Cover crops and plowing will not eliminate glyphosate-resistant soil-applied and post-emergence herbicides. Additional efforts should focus on the integration of the practices evaluated in this research with the use of residual herbicides.

“As pigweed and its cousin waterhemp have spread, some plant experts are calling the plants invasive species. That term usually applies to exotic pests brought into the country, but the definition works here,” said Kevin Bradley, a weed science expert at the University of Missouri.

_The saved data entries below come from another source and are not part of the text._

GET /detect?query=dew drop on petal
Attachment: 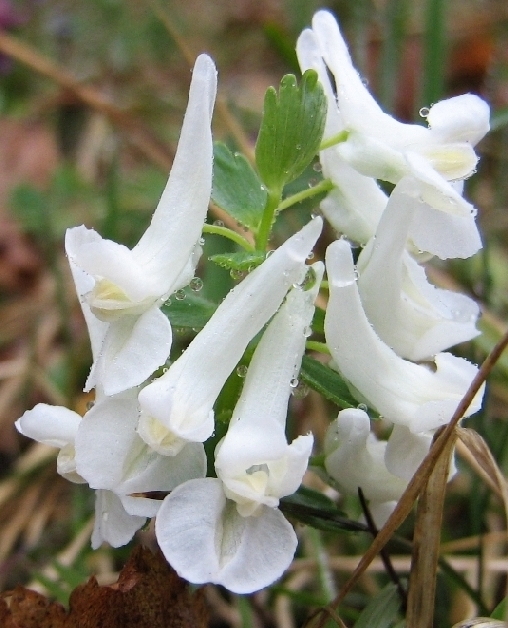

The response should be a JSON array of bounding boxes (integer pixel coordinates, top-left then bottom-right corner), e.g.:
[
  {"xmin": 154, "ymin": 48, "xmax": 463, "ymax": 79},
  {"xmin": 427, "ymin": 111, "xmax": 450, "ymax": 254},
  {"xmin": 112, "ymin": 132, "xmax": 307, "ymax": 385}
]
[
  {"xmin": 290, "ymin": 378, "xmax": 299, "ymax": 388},
  {"xmin": 291, "ymin": 381, "xmax": 309, "ymax": 399},
  {"xmin": 199, "ymin": 237, "xmax": 205, "ymax": 246},
  {"xmin": 357, "ymin": 403, "xmax": 368, "ymax": 412},
  {"xmin": 174, "ymin": 289, "xmax": 186, "ymax": 301},
  {"xmin": 419, "ymin": 106, "xmax": 430, "ymax": 118},
  {"xmin": 213, "ymin": 219, "xmax": 225, "ymax": 227},
  {"xmin": 236, "ymin": 364, "xmax": 248, "ymax": 378},
  {"xmin": 313, "ymin": 162, "xmax": 322, "ymax": 172}
]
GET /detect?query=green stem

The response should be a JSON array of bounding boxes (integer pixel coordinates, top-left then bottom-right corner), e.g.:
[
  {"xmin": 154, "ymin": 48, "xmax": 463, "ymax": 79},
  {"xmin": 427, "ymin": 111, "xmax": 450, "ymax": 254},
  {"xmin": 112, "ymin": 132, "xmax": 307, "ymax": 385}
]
[
  {"xmin": 278, "ymin": 179, "xmax": 334, "ymax": 212},
  {"xmin": 256, "ymin": 188, "xmax": 281, "ymax": 250},
  {"xmin": 306, "ymin": 341, "xmax": 330, "ymax": 354},
  {"xmin": 202, "ymin": 224, "xmax": 255, "ymax": 251},
  {"xmin": 320, "ymin": 130, "xmax": 349, "ymax": 151}
]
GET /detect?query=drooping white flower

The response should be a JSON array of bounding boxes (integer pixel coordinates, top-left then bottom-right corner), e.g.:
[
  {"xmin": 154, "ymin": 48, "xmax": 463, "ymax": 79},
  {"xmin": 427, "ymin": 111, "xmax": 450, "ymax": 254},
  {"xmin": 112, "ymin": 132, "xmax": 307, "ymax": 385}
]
[
  {"xmin": 66, "ymin": 54, "xmax": 217, "ymax": 396},
  {"xmin": 137, "ymin": 217, "xmax": 322, "ymax": 456},
  {"xmin": 155, "ymin": 268, "xmax": 323, "ymax": 593},
  {"xmin": 296, "ymin": 26, "xmax": 386, "ymax": 245},
  {"xmin": 357, "ymin": 178, "xmax": 480, "ymax": 361},
  {"xmin": 325, "ymin": 239, "xmax": 484, "ymax": 433},
  {"xmin": 15, "ymin": 401, "xmax": 152, "ymax": 546},
  {"xmin": 324, "ymin": 408, "xmax": 408, "ymax": 525},
  {"xmin": 297, "ymin": 11, "xmax": 488, "ymax": 258}
]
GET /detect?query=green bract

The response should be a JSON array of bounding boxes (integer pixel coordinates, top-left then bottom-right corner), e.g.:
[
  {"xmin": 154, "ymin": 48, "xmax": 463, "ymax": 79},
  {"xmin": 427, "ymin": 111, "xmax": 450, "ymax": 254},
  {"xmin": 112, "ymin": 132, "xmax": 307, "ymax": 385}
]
[
  {"xmin": 208, "ymin": 250, "xmax": 267, "ymax": 272},
  {"xmin": 255, "ymin": 70, "xmax": 327, "ymax": 195},
  {"xmin": 211, "ymin": 142, "xmax": 267, "ymax": 231}
]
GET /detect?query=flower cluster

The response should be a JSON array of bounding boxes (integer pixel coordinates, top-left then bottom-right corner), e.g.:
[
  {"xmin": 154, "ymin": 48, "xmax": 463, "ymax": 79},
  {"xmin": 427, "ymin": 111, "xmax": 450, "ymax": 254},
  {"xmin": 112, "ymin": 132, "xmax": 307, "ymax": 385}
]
[
  {"xmin": 298, "ymin": 10, "xmax": 487, "ymax": 523},
  {"xmin": 15, "ymin": 10, "xmax": 489, "ymax": 594}
]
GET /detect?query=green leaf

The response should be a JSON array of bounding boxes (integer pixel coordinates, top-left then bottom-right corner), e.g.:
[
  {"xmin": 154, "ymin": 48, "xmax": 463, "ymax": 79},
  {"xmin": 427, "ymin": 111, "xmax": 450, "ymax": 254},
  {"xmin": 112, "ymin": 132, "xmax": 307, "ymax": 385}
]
[
  {"xmin": 354, "ymin": 583, "xmax": 401, "ymax": 628},
  {"xmin": 255, "ymin": 70, "xmax": 327, "ymax": 194},
  {"xmin": 10, "ymin": 184, "xmax": 50, "ymax": 235},
  {"xmin": 300, "ymin": 355, "xmax": 358, "ymax": 409},
  {"xmin": 161, "ymin": 290, "xmax": 217, "ymax": 329},
  {"xmin": 491, "ymin": 596, "xmax": 507, "ymax": 620},
  {"xmin": 280, "ymin": 487, "xmax": 368, "ymax": 534},
  {"xmin": 211, "ymin": 142, "xmax": 267, "ymax": 230},
  {"xmin": 209, "ymin": 250, "xmax": 266, "ymax": 272}
]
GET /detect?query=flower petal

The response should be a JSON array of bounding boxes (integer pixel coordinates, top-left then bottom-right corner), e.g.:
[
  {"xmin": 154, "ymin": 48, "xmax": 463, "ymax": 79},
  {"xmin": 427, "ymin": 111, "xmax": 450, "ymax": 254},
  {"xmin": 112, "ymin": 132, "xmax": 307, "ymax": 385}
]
[
  {"xmin": 324, "ymin": 409, "xmax": 407, "ymax": 502},
  {"xmin": 86, "ymin": 307, "xmax": 172, "ymax": 396},
  {"xmin": 91, "ymin": 490, "xmax": 146, "ymax": 549},
  {"xmin": 16, "ymin": 404, "xmax": 80, "ymax": 448},
  {"xmin": 75, "ymin": 395, "xmax": 205, "ymax": 493},
  {"xmin": 138, "ymin": 217, "xmax": 322, "ymax": 449},
  {"xmin": 325, "ymin": 239, "xmax": 484, "ymax": 432},
  {"xmin": 156, "ymin": 478, "xmax": 297, "ymax": 593},
  {"xmin": 384, "ymin": 424, "xmax": 433, "ymax": 481},
  {"xmin": 357, "ymin": 179, "xmax": 480, "ymax": 360},
  {"xmin": 427, "ymin": 94, "xmax": 490, "ymax": 146}
]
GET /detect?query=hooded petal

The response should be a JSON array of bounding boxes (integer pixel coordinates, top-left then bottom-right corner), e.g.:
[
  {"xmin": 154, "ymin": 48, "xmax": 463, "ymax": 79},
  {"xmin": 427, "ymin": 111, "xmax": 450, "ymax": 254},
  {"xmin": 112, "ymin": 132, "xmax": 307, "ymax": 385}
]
[
  {"xmin": 155, "ymin": 478, "xmax": 297, "ymax": 593},
  {"xmin": 324, "ymin": 409, "xmax": 407, "ymax": 502},
  {"xmin": 85, "ymin": 307, "xmax": 172, "ymax": 396},
  {"xmin": 384, "ymin": 424, "xmax": 433, "ymax": 481},
  {"xmin": 325, "ymin": 239, "xmax": 484, "ymax": 432},
  {"xmin": 75, "ymin": 394, "xmax": 205, "ymax": 494},
  {"xmin": 15, "ymin": 404, "xmax": 80, "ymax": 448},
  {"xmin": 357, "ymin": 179, "xmax": 480, "ymax": 360},
  {"xmin": 91, "ymin": 490, "xmax": 146, "ymax": 549},
  {"xmin": 137, "ymin": 217, "xmax": 322, "ymax": 451}
]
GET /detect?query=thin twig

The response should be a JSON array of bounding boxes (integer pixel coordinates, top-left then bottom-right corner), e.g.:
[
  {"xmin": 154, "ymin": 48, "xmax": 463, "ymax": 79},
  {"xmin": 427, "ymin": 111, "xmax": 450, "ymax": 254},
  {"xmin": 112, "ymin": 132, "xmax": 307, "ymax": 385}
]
[{"xmin": 357, "ymin": 488, "xmax": 408, "ymax": 610}]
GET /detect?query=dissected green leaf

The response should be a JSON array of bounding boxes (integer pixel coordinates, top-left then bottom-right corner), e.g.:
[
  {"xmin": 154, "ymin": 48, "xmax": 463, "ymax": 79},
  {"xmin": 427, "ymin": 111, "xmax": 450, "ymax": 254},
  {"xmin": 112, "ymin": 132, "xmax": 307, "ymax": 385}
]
[
  {"xmin": 255, "ymin": 70, "xmax": 327, "ymax": 194},
  {"xmin": 208, "ymin": 250, "xmax": 266, "ymax": 272},
  {"xmin": 211, "ymin": 142, "xmax": 267, "ymax": 230},
  {"xmin": 161, "ymin": 290, "xmax": 217, "ymax": 329},
  {"xmin": 354, "ymin": 583, "xmax": 401, "ymax": 628},
  {"xmin": 300, "ymin": 355, "xmax": 357, "ymax": 409}
]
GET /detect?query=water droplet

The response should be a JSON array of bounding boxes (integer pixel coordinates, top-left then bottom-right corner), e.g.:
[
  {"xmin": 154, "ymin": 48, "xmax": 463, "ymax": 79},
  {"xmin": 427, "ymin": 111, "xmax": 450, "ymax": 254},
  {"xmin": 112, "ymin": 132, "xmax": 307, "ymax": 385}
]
[
  {"xmin": 296, "ymin": 144, "xmax": 302, "ymax": 150},
  {"xmin": 304, "ymin": 325, "xmax": 312, "ymax": 338},
  {"xmin": 313, "ymin": 162, "xmax": 322, "ymax": 172},
  {"xmin": 308, "ymin": 177, "xmax": 319, "ymax": 188},
  {"xmin": 236, "ymin": 364, "xmax": 248, "ymax": 378},
  {"xmin": 306, "ymin": 252, "xmax": 314, "ymax": 260},
  {"xmin": 213, "ymin": 219, "xmax": 225, "ymax": 227},
  {"xmin": 230, "ymin": 268, "xmax": 246, "ymax": 280},
  {"xmin": 357, "ymin": 403, "xmax": 368, "ymax": 412},
  {"xmin": 198, "ymin": 237, "xmax": 205, "ymax": 246},
  {"xmin": 311, "ymin": 210, "xmax": 322, "ymax": 219},
  {"xmin": 266, "ymin": 250, "xmax": 275, "ymax": 258},
  {"xmin": 86, "ymin": 401, "xmax": 95, "ymax": 411},
  {"xmin": 301, "ymin": 266, "xmax": 317, "ymax": 290},
  {"xmin": 291, "ymin": 381, "xmax": 309, "ymax": 399},
  {"xmin": 162, "ymin": 367, "xmax": 168, "ymax": 373},
  {"xmin": 419, "ymin": 106, "xmax": 430, "ymax": 118},
  {"xmin": 290, "ymin": 378, "xmax": 299, "ymax": 388},
  {"xmin": 361, "ymin": 77, "xmax": 369, "ymax": 87},
  {"xmin": 174, "ymin": 289, "xmax": 186, "ymax": 301},
  {"xmin": 164, "ymin": 297, "xmax": 171, "ymax": 306},
  {"xmin": 189, "ymin": 277, "xmax": 203, "ymax": 292}
]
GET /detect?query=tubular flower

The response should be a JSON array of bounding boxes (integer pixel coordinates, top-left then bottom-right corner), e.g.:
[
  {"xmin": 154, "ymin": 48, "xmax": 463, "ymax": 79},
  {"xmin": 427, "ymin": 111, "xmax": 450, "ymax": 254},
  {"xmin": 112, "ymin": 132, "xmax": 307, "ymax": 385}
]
[
  {"xmin": 66, "ymin": 54, "xmax": 217, "ymax": 396},
  {"xmin": 325, "ymin": 239, "xmax": 484, "ymax": 433},
  {"xmin": 357, "ymin": 178, "xmax": 480, "ymax": 361},
  {"xmin": 137, "ymin": 217, "xmax": 322, "ymax": 456},
  {"xmin": 155, "ymin": 267, "xmax": 323, "ymax": 593},
  {"xmin": 297, "ymin": 10, "xmax": 489, "ymax": 258}
]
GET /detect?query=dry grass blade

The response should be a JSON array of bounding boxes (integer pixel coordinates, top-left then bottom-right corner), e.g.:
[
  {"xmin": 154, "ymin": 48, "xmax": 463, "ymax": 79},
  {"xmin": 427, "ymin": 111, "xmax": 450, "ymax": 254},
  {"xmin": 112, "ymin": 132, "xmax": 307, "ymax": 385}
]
[
  {"xmin": 457, "ymin": 427, "xmax": 508, "ymax": 524},
  {"xmin": 306, "ymin": 325, "xmax": 508, "ymax": 628},
  {"xmin": 0, "ymin": 31, "xmax": 174, "ymax": 171},
  {"xmin": 406, "ymin": 429, "xmax": 456, "ymax": 628}
]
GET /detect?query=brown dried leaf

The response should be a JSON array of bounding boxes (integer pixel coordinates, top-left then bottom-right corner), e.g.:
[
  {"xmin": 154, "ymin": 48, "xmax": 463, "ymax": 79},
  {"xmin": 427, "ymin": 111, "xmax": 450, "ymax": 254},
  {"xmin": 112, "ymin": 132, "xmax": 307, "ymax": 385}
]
[
  {"xmin": 67, "ymin": 546, "xmax": 208, "ymax": 627},
  {"xmin": 1, "ymin": 547, "xmax": 209, "ymax": 628}
]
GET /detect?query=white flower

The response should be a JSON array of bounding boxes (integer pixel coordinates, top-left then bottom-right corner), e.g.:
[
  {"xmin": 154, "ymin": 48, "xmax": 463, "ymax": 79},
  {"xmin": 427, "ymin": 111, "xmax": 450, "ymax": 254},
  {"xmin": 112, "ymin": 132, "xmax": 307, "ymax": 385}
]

Researchers from ten universities across the country are working together to test different programs to fight pigweed, most of them working with a combination of tillage, cover crops and chemicals. Culpepper is among them and has traveled to 24 states to show his research into how a deep tillage pass every few years can be an effective part of controlling the invasive weed. If the plant gets nasty enough, it may even be time to break out the moldboard plow to bury the pigweed seed deep, experts say.

Public Enemy No. 1

Pigweed is quickly becoming farmers’ Public Enemy No. 1 as it develops resistance to chemicals and defeats herbicide-alone programs. In some places, different variations of the plant have adapted to three or four herbicide classifications, including glyphosate, PPO inhibitors and ALS inhibitors. How do you deal with it?

Attack it. A single pigweed plant can produce 300,000 seeds, but they die quickly in the soil. Tests show that half of waterhemp seeds remain viable after a year, but at five years, only 10 percent can germinate.

Shade it. Narrow rows provide quicker canopy and deprive pigweed of the sunlight it needs to grow. In testing soybean seeding rates of 130,000, 160,000, 190,000 and 220,000 seeds per acre, late-season weed density dropped each time the seeding rate rose.

Cover it. In tests, a cereal rye cover crop dramatically reduced pigweed emergence.

Control it. Farmers can keep the upper hand. The key is a multipronged approach that involves tillage and chemicals.

Bury it. Judicious plowing can keep pigweed seed from emerging. Every three to five years, plowing (more than three inches) can drastically reduce spring emergence of weeds. In one test, a pigweed population of six to 10 plants per meter in a minimum-till system was cut to almost zero after a plowing pass.

Repeat it. Till every three years. While the first attack can be rewarding, repeating plowing every year will defeat the purpose. Returning the seed to the surface too soon will allow it to germinate.